A contradição é notória. Uma operação estatal cujo objetivo era apurar diferentes modalidades de desvio de recursos públicos para fins particulares – pessoais ou partidários – tornou-se ela mesma instrumento para promover objetivos particulares: a eleição de ex-funcionários públicos e seus parentes. No entanto, parece que os eleitores não viram maiores problemas no uso eleitoreiro da Lava Jato. No Paraná, Sérgio Moro elegeu-se senador com 1.953.159 votos (33,5% dos votos válidos) e Deltan Dallagnol foi o candidato a deputado federal mais votado no Estado, com 344.917 votos. Em São Paulo, Rosângela Moro recebeu 217.170 votos, conquistando uma vaga na Câmara.
Os três foram eleitos com o mesmo mote: dar continuidade à Lava Jato no Congresso. E, como se pôde ver no dia 2 de outubro, isso conta com intenso apelo popular. Ou seja, foi uma boa tática eleitoral. De toda forma, como a própria Operação Lava Jato mostrou ao País, a régua na República não deve ser a aprovação popular, e sim a lei. A transformação da Lava Jato num projeto político-partidário representa um significativo retrocesso institucional, como se os órgãos de Estado que a promoveram tivessem um lado político. É, por exemplo, um enorme dano à imagem do Poder Judiciário que um ex-juiz faça campanha eleitoral dizendo que ele sempre teve por inimigo um determinado partido político. Ao atuar assim, ele desprestigia não apenas seu trabalho como juiz, mas a própria Justiça, que deve ser sempre imparcial politicamente.
Todo esse quadro fica ainda mais confuso quando, valendo-se da bandeira do combate à corrupção para angariar votos, Sérgio Moro e Deltan Dallagnol falaram na campanha eleitoral apenas e tão somente da corrupção nos governos petistas. Essa seletividade de tratamento ficou ainda mais notória quando recentemente o ex-juiz e o ex-promotor pediram voto para Jair Bolsonaro no segundo turno.
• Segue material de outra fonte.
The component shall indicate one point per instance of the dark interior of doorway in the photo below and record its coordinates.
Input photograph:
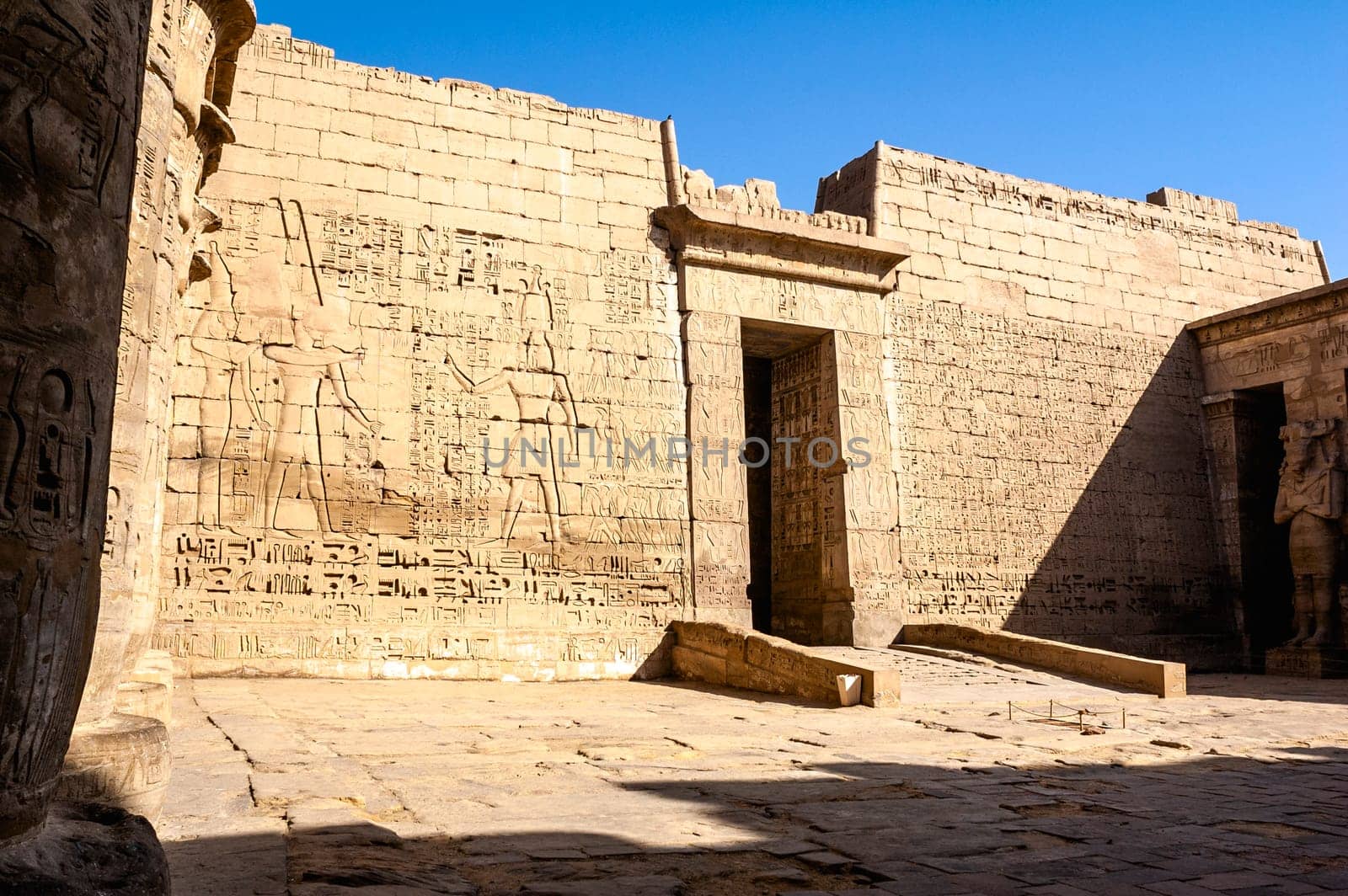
(1267, 570)
(758, 424)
Durante a Operação Lava Jato, Sérgio Moro e Deltan Dallagnol ficaram conhecidos por serem exímios descobridores de indícios de lavagem de dinheiro. Agora, no entanto, parecem adotar outros padrões de exigência, apoiando à Presidência da República um candidato que nunca esclareceu a fonte de R$ 25,6 milhões em dinheiro vivo, usados por sua família na compra de 51 imóveis – indício nada desprezível de lavagem de dinheiro.
No caso do ex-juiz, o apoio à reeleição do presidente é ainda mais constrangedor. Em abril de 2020, ao anunciar sua demissão do Ministério da Justiça, Sérgio Moro acusou Jair Bolsonaro de tentar interferir na Polícia Federal, coisa que, “a despeito de todos os problemas de corrupção dos governos anteriores”, disse o ex-juiz, não tinha acontecido durante a Lava Jato. Bem ao seu estilo, Bolsonaro respondeu: “Sérgio Moro, além de traíra, é mentiroso”. São esses dois personagens grotescos que agora se abraçam no palanque.
O combate à corrupção, como causa nobre que é, merecia heróis melhores que esses.